How to create datasets that the rest of the world needs

We recently created a dataset for the web site that is a map between IP addresses to zip codes and census demographic information. The work that was involved in this is representative of the type of community we want to have involved with Infochimps in the future. The type of people that will find this dataset useful – web site owners, internet advertisers – are not always going to be the same people that can create such a dataset. This division of labor can only happen when experts at data gathering can share their data in a place where people that want to use the data can find it.

Our social media expert Maegan recently interviewed Carl, a member of our data team, to talk about this dataset creation process. You can find the IP-Census data he’s talking about here: http://infochimps.org/collections/ip-address-to-us-census-data.

M: Hi Carl, would you start by introducing yourself and telling us what you do for Infochimps?

C: I’m a member of the data team here at Infochimps. Basically, the team in charge of gathering data that’s available on the web, cleaning it up and making it more useful for other people out there that are looking for this sort of data.
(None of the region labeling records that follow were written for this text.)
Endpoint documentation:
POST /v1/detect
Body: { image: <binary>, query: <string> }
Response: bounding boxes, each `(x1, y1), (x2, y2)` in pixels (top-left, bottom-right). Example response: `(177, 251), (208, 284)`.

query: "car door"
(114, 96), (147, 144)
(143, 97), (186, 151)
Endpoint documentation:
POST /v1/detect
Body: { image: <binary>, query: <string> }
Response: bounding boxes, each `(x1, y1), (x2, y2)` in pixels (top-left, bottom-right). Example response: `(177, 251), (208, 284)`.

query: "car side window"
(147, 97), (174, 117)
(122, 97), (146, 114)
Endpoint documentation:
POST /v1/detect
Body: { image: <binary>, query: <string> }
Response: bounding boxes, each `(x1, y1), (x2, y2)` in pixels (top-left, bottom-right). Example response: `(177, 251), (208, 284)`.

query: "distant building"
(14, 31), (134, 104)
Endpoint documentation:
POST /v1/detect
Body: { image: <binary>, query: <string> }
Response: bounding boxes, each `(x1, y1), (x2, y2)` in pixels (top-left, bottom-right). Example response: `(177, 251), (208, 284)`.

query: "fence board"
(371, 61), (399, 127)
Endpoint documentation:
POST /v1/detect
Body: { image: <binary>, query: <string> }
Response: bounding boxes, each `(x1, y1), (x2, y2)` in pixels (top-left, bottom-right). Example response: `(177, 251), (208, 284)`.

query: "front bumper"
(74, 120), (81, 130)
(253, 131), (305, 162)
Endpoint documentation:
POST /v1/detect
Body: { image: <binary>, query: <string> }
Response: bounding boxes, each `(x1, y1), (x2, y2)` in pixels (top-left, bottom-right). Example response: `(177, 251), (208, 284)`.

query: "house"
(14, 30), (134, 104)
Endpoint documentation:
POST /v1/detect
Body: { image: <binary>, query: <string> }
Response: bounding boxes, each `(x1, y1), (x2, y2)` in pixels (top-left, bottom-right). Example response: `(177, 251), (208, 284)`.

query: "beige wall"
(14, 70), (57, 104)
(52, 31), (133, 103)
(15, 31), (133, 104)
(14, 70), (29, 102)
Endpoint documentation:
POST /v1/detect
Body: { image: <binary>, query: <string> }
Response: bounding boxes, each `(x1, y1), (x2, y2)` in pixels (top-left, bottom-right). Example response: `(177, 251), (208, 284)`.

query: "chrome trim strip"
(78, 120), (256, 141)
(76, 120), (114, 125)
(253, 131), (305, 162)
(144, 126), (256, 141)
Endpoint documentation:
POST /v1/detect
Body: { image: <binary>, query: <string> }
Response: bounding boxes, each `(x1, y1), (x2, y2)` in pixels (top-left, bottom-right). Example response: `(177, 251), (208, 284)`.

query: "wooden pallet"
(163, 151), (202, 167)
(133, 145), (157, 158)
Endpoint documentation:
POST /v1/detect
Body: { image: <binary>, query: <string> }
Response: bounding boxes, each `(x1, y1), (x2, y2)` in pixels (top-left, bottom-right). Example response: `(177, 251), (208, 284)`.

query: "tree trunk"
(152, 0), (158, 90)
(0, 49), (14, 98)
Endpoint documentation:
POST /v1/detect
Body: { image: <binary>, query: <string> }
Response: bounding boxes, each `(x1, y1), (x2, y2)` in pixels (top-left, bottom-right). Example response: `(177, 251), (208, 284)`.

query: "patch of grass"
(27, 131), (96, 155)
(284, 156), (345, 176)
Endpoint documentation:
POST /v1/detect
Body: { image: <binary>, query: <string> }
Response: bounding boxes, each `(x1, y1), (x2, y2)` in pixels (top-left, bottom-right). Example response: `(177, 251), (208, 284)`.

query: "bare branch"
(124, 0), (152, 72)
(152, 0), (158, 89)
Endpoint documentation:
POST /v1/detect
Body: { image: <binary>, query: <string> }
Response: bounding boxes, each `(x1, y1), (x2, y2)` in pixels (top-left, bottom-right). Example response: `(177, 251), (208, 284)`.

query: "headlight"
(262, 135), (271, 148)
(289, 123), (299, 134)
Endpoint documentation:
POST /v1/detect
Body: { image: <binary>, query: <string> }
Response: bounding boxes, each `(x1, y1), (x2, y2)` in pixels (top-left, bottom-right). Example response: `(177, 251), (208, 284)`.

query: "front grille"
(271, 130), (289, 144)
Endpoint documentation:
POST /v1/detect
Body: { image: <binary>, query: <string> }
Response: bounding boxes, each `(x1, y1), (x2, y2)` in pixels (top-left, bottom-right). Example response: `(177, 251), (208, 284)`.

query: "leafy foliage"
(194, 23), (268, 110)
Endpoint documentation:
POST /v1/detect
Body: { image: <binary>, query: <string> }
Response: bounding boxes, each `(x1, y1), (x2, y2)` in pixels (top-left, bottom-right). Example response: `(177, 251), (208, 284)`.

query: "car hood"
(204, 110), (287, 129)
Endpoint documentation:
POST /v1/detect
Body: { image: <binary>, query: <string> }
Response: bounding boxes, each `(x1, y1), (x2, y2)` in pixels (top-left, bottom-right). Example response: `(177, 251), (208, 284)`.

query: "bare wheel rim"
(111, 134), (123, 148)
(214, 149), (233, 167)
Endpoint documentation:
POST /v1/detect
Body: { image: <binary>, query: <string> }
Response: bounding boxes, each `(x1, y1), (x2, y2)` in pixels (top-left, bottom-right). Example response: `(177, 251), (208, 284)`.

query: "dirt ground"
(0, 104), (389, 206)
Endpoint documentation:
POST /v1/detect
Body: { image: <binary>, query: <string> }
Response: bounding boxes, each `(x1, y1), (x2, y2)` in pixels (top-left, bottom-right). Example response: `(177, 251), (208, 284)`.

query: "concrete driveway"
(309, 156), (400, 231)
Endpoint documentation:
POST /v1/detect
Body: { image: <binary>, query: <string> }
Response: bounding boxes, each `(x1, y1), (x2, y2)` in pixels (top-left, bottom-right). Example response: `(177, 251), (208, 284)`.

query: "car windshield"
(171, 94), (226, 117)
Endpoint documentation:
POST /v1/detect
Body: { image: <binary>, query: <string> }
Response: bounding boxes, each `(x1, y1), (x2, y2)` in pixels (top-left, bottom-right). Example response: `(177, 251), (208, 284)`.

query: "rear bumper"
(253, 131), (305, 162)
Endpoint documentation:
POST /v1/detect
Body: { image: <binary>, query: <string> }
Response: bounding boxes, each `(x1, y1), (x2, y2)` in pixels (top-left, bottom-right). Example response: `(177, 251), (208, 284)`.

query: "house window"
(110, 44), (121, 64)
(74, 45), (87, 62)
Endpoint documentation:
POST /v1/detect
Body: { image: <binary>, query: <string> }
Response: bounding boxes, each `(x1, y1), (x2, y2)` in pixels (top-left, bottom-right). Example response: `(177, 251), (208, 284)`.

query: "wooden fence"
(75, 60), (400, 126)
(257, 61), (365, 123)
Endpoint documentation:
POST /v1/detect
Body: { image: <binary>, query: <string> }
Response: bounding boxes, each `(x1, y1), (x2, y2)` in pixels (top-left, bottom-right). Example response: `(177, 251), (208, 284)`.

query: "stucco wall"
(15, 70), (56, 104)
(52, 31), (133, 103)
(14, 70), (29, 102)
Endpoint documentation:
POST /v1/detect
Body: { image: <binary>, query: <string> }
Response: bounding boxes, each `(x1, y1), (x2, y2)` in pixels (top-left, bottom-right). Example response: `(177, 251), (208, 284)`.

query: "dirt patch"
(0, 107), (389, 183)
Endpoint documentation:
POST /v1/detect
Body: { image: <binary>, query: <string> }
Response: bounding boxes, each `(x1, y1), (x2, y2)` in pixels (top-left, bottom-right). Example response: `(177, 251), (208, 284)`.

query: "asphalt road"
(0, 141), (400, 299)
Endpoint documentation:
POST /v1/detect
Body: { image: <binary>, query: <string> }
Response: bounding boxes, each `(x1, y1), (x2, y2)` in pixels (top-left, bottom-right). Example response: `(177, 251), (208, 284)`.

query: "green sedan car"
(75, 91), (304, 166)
M: I can imagine how appealing that data is to a lot of people. Speaking of useful data, I heard that you recently came up with a collection of datasets that link IP addresses to Census information. Can you tell me more about it?

C: Well, we heard from a few people that that sort of thing might be interesting. There are a lot of people out there want to know more about the people that come to their website. Using this dataset, they can get demographic details by using the IP address of their visitors. That way they can improve their understanding of their audience and target the content on their website better. The dataset that we have links IP addresses to zip codes, and then zip codes to all sorts of demographic data from the Census.

M: I saw that you have so many different types of information from the Census. Where did you go to find the data to mash together?

C: For the Census data, that’s a fairly well-known source. The US government has a Census website, Factfinder.census.gov, where you can go to download all sorts of information. As far as the IP to geolocation data, there are lot of datasets available. We were looking for one that had good coverage of IP addresses, was available for free, and had a license that allowed us to take that data, do what we wanted with it and make it available on our site.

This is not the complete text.